Have a 2 year old daughter who's mother I am not with. I have 50% custody, the mom does not work, and I pay her monthly to watch the little one while I am at work...she essentially acts as a "daycare" during the weeks that I have my daughter.
Aggressively paying down RBC student loans (1-2 years away from completion), federal and provincial student loans on backburner due to low interest rate and favorable tax treatment on interest.
I have health/life and disability coverage for myself and daughter (health).
Renting a very affordable 2-bedroom apartment which serves my needs for the moment, but certainly also leaves something to be desired in the way of accommodation.
No credit card/line of credit debt and my car is paid off. No pressing need for a new car anytime soon (car loan was the first thing I paid off).

I am currently planning to finish paying off my relatively high interest bank (student) loans then use the "new" cash flow to save for a down payment. As of right now, when the time comes, I'm considering building or buying a duplex of some sort and renting the second unit.

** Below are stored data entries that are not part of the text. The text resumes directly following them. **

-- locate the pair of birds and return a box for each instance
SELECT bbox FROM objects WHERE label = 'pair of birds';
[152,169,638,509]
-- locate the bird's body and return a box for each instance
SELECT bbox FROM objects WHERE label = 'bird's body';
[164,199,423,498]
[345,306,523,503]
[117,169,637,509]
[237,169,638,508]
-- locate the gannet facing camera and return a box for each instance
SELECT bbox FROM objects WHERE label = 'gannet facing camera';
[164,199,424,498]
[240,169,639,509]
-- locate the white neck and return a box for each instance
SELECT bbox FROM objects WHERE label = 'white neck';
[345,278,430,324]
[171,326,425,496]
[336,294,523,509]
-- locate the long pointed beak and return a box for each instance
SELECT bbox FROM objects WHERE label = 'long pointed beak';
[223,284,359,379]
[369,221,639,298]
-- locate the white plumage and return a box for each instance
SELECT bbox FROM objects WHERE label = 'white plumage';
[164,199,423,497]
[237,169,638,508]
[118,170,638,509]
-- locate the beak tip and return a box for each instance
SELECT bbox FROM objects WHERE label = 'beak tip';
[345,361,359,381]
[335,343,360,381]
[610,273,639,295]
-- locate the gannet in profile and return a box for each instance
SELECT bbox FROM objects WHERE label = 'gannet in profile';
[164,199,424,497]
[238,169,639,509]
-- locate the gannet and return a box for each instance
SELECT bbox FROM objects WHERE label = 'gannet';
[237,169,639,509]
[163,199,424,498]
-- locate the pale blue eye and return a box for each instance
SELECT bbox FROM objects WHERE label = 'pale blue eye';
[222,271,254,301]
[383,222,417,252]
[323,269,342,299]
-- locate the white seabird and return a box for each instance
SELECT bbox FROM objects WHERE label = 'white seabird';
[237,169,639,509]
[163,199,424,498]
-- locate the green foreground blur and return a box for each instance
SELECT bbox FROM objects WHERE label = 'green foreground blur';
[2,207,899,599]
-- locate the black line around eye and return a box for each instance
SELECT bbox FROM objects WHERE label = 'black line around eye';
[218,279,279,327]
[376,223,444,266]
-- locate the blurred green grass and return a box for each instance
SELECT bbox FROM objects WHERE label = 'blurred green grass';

I realize that there is still several years to go before I will be pulling the trigger on a home, but I can't help but wonder what you folks think about the speculation that property values will drop when many of the the baby boomer generation look to "cash in" on the value of their primary residences. Based on what I see and hear, if there is one, the dip/drop in property demand (and concequently, prices) should begin to occur immediately after I am looking to buy. Needless to say, I see this as a potential problem...or at least something I should pay attention to.

What do you all think?

Thanks in advance!


----------



## the-royal-mail (Dec 11, 2009)

Hi,

No one really knows for sure what effects we may see when the boomers start shedding their houses. It has started to happen on a very limited basis. Don't forget that generation is fairly active and has been entering retirement for the past few years. Senior's homes are generally hard to get into and expensive. The gov't is looking towards home care as an alternative to placing people in homes (for which there are no/few good spaces available). I don't know any 60 year olds who want to give up their houses and cars they've worked for their entire lives to go and live in a home. So it may be a few years yet before they start leaving their existing houses.

As for your plan, I see some serious flaws in it. I disagree that you should be thinking about buying investment property at this time for the following reasons:

1. job not permanent (it could end at any time and then where will you be?)
2. you have unpaid student loan debt that will take you several years to pay off
3. you do not have an emergency fund of any kind
4. after all of the above have been resolved, then you would need more time to save up any actual downpayment

Resolving these issues will probably take a minimum of 5 years if you change your present course immediately.

As well, have you read any of Berubeland's posts about specuvestors? There is a seemingly endless supply of people, many of them newbies posting in CMF, about buying investment/rental property, all the while these people are in debt and have no emergency savings. Not good.

Sorry to burst your bubble.


----------



## Four Pillars (Apr 5, 2009)

I'm not a fan of the idea that all the boomers will sell their houses (and stocks) at a certain age.

I realize that only a small percentage of them selling can affect the market, but when I think of my parents and their friends or my friends' parents (early 70's) - I can't think of one example of anyone selling their house to downsize or move. 

They all seem to be planning to stay in their homes as long as possible.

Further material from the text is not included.